Unexpected medical complications could occur during pregnancy and after delivery, requiring mother and/or child to undergo additional medical procedures or check-ups. Without insurance, you might find the funds you carefully set aside insufficient.
Unexpected complications can occur during pregnancy. Some of these complications may lead to extra healthcare costs incurred during pregnancy.
Insurance For Your Child
These should include medical protection, in the event your child falls ill and require hospitalisation and possibly critical illness protection, to provide coverage for various types of critical illnesses.
Adjusting Your Own Life Insurance
For the next two decades or so, your child is going to be financially dependent on you. This means it’s timely for you to review your current insurance coverage to ensure that you have sufficient life insurance payout to cover your child’s future expenses in the event that you are no longer around.
The only people who are happier than you and your family about the arrival of your child is the government. Thanks to your contributions towards nation-building, you should fully maximise your baby bonus gift and child development account benefits.
Bread And Butter (And Diapers)
Caring for a baby can be expensive. Formula milk, diapers, baby care products, clothes and toys are all going to be things you need to buy regularly.

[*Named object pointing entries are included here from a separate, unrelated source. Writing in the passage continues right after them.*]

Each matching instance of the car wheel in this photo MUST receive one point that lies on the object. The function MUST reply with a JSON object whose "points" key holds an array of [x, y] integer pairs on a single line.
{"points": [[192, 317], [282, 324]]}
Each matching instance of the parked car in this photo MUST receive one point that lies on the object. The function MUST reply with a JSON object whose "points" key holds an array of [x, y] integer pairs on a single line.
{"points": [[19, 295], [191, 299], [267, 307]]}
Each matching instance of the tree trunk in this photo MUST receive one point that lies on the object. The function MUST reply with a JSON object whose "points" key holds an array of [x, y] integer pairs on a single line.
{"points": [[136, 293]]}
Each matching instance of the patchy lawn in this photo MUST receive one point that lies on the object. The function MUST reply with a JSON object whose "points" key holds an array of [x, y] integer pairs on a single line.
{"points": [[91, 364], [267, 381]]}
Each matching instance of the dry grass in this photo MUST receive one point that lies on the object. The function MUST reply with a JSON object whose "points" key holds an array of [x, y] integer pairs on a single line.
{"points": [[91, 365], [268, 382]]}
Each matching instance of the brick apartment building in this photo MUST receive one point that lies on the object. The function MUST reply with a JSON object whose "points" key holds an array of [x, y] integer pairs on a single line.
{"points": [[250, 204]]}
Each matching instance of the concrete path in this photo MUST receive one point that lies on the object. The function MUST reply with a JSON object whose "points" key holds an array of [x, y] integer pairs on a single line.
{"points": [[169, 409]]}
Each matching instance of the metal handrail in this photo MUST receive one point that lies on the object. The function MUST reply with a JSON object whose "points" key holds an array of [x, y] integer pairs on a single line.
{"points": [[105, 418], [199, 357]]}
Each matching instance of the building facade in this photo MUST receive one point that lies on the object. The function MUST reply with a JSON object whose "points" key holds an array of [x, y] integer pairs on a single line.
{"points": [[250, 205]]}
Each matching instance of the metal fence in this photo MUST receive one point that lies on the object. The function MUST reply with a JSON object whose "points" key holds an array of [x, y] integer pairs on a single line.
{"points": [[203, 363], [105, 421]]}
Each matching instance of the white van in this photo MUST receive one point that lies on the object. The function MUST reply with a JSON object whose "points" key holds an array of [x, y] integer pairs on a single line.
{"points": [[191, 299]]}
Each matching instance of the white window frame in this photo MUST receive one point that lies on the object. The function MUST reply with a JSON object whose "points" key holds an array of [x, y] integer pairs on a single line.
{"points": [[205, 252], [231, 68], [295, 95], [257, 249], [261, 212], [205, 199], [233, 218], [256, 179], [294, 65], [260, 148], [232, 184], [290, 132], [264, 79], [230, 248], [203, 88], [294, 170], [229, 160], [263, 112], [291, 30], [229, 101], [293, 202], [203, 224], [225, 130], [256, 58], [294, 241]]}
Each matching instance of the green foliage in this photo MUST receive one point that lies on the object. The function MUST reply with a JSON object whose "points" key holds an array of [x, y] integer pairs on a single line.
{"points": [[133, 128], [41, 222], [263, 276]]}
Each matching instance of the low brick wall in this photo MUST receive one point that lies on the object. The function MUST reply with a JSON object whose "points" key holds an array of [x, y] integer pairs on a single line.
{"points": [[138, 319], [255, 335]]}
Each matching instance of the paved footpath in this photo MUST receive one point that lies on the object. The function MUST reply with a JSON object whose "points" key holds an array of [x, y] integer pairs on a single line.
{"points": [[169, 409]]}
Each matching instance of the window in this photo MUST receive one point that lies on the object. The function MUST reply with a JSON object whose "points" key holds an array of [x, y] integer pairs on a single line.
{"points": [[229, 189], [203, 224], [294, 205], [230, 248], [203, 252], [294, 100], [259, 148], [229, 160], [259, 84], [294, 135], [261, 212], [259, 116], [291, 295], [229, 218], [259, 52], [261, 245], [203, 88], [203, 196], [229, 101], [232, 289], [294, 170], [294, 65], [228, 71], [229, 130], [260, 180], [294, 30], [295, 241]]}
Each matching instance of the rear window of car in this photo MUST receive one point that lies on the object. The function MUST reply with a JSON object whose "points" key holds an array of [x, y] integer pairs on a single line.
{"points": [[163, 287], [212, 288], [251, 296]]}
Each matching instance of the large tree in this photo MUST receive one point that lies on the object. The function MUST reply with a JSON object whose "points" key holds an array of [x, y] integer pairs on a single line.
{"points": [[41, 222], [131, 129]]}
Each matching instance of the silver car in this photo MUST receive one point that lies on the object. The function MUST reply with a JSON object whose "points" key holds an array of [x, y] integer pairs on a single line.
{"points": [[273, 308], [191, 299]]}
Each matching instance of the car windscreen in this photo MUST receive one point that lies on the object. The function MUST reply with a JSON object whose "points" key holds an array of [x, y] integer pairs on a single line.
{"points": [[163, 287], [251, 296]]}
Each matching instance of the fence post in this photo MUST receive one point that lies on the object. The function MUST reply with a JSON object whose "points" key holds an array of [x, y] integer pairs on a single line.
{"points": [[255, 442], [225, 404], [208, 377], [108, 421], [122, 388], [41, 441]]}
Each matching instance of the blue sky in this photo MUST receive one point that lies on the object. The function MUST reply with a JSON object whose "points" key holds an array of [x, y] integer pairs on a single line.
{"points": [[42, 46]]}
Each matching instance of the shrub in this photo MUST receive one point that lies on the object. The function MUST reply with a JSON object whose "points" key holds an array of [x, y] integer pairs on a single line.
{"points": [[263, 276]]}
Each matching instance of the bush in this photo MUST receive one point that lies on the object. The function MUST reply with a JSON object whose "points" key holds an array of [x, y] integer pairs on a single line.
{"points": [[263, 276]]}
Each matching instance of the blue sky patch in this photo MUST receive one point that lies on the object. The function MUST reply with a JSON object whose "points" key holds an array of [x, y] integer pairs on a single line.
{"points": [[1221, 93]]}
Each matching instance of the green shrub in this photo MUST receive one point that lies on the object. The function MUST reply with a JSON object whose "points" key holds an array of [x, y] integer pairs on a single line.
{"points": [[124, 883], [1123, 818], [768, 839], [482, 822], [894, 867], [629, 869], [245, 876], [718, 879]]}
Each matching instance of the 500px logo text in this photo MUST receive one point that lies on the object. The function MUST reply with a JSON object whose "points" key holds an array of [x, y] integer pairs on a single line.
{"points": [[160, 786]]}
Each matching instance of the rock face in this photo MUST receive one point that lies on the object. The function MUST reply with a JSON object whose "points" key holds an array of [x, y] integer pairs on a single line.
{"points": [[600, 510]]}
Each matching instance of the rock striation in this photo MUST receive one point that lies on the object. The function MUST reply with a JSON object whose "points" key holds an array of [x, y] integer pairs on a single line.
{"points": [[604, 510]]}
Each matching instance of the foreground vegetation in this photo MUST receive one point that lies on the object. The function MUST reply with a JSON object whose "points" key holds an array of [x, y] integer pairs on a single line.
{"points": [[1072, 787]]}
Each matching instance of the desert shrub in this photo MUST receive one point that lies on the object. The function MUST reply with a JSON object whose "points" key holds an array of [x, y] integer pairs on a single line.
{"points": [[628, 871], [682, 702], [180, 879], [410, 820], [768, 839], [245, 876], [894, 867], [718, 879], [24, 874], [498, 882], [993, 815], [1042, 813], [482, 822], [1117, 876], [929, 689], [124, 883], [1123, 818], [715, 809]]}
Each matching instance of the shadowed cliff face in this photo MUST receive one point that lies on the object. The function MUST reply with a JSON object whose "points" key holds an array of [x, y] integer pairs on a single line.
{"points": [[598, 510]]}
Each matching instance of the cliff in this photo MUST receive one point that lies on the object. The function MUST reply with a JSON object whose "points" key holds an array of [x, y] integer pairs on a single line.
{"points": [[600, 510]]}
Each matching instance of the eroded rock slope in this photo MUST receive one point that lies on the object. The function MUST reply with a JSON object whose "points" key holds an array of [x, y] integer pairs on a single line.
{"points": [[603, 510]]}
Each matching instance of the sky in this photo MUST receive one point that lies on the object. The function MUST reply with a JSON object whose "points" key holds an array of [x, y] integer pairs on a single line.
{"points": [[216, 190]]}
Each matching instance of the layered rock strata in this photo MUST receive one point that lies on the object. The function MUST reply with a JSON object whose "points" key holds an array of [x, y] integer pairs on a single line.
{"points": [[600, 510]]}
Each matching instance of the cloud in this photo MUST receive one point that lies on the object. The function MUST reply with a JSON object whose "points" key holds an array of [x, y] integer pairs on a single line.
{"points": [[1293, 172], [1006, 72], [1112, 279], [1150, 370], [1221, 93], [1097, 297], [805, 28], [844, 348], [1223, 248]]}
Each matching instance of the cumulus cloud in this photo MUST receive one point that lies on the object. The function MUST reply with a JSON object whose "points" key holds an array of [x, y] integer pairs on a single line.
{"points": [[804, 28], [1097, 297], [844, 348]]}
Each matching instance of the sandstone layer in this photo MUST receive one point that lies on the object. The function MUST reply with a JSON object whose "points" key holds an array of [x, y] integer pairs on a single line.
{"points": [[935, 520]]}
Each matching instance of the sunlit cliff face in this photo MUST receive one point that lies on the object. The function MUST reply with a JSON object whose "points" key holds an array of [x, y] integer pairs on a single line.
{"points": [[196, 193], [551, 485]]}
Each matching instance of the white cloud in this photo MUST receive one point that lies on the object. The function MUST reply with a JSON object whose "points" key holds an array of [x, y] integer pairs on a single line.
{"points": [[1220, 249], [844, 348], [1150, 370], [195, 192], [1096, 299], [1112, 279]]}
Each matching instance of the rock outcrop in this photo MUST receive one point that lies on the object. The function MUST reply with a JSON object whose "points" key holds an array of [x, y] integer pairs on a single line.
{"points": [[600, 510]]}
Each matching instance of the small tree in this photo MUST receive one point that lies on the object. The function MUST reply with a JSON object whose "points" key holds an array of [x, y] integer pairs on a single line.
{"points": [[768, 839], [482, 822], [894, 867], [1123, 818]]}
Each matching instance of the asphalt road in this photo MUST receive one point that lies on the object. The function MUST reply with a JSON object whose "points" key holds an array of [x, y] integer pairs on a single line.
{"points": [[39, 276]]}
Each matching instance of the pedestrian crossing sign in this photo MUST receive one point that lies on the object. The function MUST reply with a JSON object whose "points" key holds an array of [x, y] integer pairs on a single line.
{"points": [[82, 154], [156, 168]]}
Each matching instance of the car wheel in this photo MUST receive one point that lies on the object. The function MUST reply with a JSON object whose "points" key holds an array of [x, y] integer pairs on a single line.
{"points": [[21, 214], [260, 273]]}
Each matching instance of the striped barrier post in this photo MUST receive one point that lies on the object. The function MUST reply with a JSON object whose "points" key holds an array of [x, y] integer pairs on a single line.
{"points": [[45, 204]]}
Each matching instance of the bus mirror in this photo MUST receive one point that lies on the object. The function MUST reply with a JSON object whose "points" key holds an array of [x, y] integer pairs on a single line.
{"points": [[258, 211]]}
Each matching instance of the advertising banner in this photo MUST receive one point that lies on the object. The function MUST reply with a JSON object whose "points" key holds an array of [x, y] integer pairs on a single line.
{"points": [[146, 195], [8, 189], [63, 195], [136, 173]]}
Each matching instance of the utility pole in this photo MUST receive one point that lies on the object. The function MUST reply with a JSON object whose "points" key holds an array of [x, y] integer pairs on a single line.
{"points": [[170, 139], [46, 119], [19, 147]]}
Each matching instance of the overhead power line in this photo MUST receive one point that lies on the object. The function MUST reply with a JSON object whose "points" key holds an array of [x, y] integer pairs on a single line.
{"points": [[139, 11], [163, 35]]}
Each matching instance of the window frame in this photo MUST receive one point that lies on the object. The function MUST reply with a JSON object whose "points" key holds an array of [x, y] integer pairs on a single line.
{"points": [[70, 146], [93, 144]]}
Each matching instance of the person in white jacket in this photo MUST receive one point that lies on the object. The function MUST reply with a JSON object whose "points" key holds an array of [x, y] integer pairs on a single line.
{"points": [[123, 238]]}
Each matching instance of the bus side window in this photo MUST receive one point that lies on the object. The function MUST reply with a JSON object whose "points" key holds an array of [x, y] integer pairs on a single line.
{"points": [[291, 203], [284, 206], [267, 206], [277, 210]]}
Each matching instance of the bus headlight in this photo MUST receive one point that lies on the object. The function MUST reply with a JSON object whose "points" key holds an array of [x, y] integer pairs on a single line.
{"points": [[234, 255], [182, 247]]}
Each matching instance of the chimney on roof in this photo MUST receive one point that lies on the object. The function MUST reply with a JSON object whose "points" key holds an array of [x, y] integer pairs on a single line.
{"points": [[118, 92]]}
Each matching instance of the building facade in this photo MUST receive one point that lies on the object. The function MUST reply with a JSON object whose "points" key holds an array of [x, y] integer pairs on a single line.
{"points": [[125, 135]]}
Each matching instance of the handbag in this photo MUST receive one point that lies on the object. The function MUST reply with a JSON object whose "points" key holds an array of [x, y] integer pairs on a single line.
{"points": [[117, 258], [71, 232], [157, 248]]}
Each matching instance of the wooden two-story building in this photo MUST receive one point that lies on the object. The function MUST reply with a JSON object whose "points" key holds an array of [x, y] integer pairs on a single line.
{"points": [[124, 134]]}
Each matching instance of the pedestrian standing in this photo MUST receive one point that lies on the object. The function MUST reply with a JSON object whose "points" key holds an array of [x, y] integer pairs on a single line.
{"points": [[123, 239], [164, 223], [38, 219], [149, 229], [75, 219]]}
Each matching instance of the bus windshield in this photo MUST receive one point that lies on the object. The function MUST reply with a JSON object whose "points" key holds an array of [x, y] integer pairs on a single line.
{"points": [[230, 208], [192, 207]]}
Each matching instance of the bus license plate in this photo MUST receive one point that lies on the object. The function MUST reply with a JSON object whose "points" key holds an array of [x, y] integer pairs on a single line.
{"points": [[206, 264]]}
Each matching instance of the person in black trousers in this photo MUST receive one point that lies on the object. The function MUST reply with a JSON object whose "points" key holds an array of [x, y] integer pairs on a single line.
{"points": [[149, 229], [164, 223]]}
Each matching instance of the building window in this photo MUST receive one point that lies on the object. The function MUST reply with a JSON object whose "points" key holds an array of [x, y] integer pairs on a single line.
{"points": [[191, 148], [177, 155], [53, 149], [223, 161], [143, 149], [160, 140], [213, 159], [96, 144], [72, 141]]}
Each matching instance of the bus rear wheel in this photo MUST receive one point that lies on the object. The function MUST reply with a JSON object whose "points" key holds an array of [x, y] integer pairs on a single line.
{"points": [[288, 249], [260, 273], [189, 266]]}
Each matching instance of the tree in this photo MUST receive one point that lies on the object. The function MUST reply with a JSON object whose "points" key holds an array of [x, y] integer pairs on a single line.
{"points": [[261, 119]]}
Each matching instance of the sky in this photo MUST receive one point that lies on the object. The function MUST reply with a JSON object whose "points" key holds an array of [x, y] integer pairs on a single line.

You may need to prioritise how you spend and allocate your money each month and give up some personal luxuries such annual holidays, periodic staycations and perhaps cut back on entertainment and shopping expenses. Besides, your baby will probably take up much of your free time.
Unless either you or your spouse is not working, you would need to make arrangements for infant care support once the maternity leave period is over. A few common options include sending your baby to infant care, engaging a full-time nanny, hiring a domestic helper or getting your parents to help. Regardless of your decision, all of the options will cost you additional money.
If you get your parents to help, you could give them them an allowance of a few hundred dollars each month as appreciation for their assistance. If you opt for a full-time nanny, or a domestic helper, this can easily amount to $1,000 to $2,000 each month.
For the Future
It’s easy to put off planning for expenses that are only going to be required years down the road. However, given the escalating costs of tertiary education in Singapore, this is no longer an expense that you can expect to comfortably afford without prior planning.
The best way to ensure that you can afford the future education needs of your child is to start investing early and regularly. Long-term savings plan can help your savings grow through a combination of both guaranteed and non-guaranteed returns.
Want To Provide Your Child The Best Future? Here’s A Stress-Free Way To Start Investing Today
Financial Planning For Your Child: It Starts With You
A Cashless Future: Why Our Children Will Learn The Value Of Money Differently, And Why That’s Okay
Review Your Will
While Singapore has an Intestate Succession Act, you should consider adjusting your will once you have a child to ensure that they will be taken care of in the event you and/or your spouse pass on. This means you may have to review the beneficiaries on any insurance policies you own. You may also have to adjust any CPF nominations you previously made if you want to include your child.